Without him, they'd be lost. Permanently dead, too, but entirely rudderless for however long they're able to survive, since Nandor, Laszlo and Nadja's collective inability to interface with the modern world is a running joke. (Colin, being an energy vampire, thrives in our disaffected age.)

Take all that haplessness, strap it with power and responsibility, and you have the makings of a darkly comic season.

Within the first two episodes the gang is introduced to the secret basement headquarters of all vampires in the local New York area, a place that includes powerful artifacts and historic documents enshrined in a massive magical library.

Nandor immediately uses his new position to purloin a magical cloak to help him hit on the front desk clerk at his gym. Laszlo settles into the library's massive collection of pornography, diving into titles such as "The Knobnomicon," "Egypt's Longest Penises" and "Roy Cohn, Esquire's 169 Sex Positions." ("Bet you didn't know that existed!" he gloats.)

They achieve absolutely nothing to benefit anyone besides themselves, aside from Nandor and Nadja's entering into a tenuous power sharing agreement that each of them plans to break to achieve their own glory. "The plan is that I, Nandor the Relentless," he declares, "will sit on my throne and make a number two!"

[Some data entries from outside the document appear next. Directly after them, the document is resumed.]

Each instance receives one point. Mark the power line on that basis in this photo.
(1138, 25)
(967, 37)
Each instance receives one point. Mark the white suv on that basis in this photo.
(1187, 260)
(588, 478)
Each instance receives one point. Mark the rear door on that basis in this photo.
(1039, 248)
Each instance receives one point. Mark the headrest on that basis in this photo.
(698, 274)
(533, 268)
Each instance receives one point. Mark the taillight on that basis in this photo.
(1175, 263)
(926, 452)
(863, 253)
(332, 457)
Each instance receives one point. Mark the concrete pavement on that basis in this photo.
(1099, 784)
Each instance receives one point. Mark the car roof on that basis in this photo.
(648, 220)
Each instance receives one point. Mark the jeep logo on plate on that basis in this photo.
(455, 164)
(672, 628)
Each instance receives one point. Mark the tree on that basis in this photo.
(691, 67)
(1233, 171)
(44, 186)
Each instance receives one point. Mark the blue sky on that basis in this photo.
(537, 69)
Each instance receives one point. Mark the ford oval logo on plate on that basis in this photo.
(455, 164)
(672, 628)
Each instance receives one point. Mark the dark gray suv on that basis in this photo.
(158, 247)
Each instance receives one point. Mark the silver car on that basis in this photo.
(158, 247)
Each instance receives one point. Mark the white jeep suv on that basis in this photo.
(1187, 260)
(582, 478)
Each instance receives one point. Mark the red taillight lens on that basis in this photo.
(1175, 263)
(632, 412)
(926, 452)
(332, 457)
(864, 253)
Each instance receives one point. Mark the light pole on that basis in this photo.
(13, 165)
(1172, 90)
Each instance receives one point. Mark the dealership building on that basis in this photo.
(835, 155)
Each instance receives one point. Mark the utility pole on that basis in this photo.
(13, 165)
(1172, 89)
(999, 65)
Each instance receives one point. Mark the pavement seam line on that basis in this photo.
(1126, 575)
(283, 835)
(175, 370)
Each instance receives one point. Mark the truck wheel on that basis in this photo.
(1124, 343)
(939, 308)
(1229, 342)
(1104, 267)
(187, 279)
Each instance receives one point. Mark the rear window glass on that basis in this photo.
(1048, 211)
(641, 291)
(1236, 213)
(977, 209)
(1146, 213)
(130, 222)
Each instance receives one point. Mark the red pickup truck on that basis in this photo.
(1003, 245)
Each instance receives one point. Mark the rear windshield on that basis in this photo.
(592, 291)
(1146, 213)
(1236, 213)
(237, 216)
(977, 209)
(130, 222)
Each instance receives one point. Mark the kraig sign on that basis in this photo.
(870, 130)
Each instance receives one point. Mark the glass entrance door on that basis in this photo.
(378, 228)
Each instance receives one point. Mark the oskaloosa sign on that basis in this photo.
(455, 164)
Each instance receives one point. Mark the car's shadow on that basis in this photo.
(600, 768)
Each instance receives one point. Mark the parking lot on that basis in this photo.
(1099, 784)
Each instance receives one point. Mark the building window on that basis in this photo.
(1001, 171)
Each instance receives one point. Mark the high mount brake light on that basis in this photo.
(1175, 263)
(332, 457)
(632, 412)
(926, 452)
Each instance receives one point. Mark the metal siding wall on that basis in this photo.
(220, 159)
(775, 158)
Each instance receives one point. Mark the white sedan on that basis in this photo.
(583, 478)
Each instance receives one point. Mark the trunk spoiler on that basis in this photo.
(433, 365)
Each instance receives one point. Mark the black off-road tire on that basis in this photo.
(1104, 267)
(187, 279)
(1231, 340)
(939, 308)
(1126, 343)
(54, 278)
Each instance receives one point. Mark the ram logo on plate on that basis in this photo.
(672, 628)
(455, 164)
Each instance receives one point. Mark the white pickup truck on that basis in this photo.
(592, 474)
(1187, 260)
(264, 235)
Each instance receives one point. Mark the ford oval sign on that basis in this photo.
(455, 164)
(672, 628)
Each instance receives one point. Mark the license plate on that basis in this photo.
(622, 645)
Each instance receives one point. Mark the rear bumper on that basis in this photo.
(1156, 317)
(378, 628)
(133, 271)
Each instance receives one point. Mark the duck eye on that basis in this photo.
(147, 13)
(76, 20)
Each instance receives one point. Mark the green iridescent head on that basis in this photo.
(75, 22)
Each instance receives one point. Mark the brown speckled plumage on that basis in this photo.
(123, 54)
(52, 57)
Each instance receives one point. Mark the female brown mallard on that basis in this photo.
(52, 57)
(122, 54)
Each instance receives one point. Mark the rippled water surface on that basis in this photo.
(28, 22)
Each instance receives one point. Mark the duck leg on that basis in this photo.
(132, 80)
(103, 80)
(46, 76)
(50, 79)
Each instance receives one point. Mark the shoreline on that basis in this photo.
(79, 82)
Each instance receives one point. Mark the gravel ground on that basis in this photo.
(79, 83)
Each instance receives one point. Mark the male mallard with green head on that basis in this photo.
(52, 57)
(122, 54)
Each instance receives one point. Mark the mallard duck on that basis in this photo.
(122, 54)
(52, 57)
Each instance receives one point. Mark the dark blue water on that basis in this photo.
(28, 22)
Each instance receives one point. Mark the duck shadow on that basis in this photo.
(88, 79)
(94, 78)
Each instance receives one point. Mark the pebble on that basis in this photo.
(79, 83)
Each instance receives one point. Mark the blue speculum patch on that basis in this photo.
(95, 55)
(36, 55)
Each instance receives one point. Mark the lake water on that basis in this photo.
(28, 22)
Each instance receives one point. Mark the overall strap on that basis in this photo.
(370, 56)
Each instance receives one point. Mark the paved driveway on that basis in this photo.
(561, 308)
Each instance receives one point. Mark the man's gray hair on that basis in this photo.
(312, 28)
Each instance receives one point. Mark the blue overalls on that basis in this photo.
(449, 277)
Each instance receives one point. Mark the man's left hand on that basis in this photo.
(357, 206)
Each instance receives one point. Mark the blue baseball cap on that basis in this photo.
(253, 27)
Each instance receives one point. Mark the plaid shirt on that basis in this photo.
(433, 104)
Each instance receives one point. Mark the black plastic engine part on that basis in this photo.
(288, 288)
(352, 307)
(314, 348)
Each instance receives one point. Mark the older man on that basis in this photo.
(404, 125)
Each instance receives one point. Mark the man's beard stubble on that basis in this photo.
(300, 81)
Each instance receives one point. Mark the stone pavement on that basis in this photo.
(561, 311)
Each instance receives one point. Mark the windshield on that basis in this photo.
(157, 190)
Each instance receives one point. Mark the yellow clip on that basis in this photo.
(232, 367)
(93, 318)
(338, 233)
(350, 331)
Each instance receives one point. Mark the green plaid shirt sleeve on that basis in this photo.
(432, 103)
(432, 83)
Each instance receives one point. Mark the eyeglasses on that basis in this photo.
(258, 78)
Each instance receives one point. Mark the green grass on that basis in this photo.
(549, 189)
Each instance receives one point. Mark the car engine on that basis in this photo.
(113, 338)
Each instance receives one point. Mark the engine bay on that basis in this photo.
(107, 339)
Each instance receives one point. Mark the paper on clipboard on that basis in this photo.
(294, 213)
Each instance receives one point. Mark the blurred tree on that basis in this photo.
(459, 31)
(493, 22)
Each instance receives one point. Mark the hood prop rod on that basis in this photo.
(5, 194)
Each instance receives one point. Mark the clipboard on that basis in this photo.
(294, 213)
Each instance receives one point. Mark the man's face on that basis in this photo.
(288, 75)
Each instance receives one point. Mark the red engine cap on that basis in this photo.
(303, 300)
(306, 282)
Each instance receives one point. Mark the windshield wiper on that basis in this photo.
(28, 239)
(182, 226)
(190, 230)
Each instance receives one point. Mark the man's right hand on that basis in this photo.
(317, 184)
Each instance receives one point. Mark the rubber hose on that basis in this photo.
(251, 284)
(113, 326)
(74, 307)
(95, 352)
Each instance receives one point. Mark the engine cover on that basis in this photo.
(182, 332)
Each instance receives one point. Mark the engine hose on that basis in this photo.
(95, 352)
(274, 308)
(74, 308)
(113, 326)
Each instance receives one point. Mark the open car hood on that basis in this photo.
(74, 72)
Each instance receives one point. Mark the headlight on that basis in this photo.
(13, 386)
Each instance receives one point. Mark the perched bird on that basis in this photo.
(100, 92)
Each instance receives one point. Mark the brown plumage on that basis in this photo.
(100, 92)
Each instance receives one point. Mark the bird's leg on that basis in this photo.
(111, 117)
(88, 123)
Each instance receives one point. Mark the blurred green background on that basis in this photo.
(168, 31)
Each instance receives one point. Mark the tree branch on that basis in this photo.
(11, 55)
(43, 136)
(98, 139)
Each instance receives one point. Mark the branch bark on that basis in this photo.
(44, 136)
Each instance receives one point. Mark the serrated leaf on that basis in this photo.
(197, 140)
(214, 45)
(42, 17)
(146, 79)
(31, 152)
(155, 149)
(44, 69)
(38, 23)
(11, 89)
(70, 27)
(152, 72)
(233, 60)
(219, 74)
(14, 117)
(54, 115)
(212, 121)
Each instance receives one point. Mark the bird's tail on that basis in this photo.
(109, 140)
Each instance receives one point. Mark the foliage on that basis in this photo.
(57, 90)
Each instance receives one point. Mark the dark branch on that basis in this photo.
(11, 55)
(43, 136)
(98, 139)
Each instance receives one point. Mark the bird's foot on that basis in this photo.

Through this discombobulated coven the "What We Do in the Shadows" writers build a case that the reasons government isn't working are quite simple. It may be because the people who have the duty of rule thrust upon them often have no clue of what to do with it – or, because the people trusted with the power enforce the law are too timid to do so.

Then again, nobody wants the opposite of that either, as demonstrated in Nadja's excitement to, in her words, "escalate matters to crazy levels."

She makes this announcement when she joins Nandor on a visit to an upstart Brooklyn flock that's refusing to pay its membership dues. It's their first official act of leadership, and the first time their leadership is questioned, since the young vampires refuse to acknowledge their authority or listen to anything they have to say. "You really do not seem qualified to be running s**t!" their smug leader crows, quickly following that by announcing he has a master's degree in urban planning.

So instead of employing reason, Nadja gets them to comply by using brute force, correcting the kid in a way angry liberals wish their senators would treat the filibuster.

No one can be faulted for wanting to slump into bed for all eternity at the realization of what a mess we're in, along with the sobering fact that our avenues to fight back are limited. The people tasked to write laws to counteract these injustices are still committed to being fair and polite, believing or claiming to believe that they can appeal to the opposition's better nature, which simply doesn't exist.

It's natural to seek out the salve "What We Do in the Shadows" offers after a series of punishing reminders of how monstrous and diabolical politicians can be to the people they're supposed to represent. In its realm, fecklessness is bliss. It informs the vampires' bumbling through a political landscape where the only entity taking any real damage is pride.

More than anything, it thrills in serving up wisdom wrapped in jokes from the likes of Nandor, a centuries-old vampire who believes in leading from the darkness with Nadja at his side: "There's nothing wrong with a firm number two."

The first two episodes of "What We Do in the Shadows" Season 3 are streaming on Hulu. New episodes premiere Wednesdays at 10 p.m. on FX and stream the next day on FX on Hulu.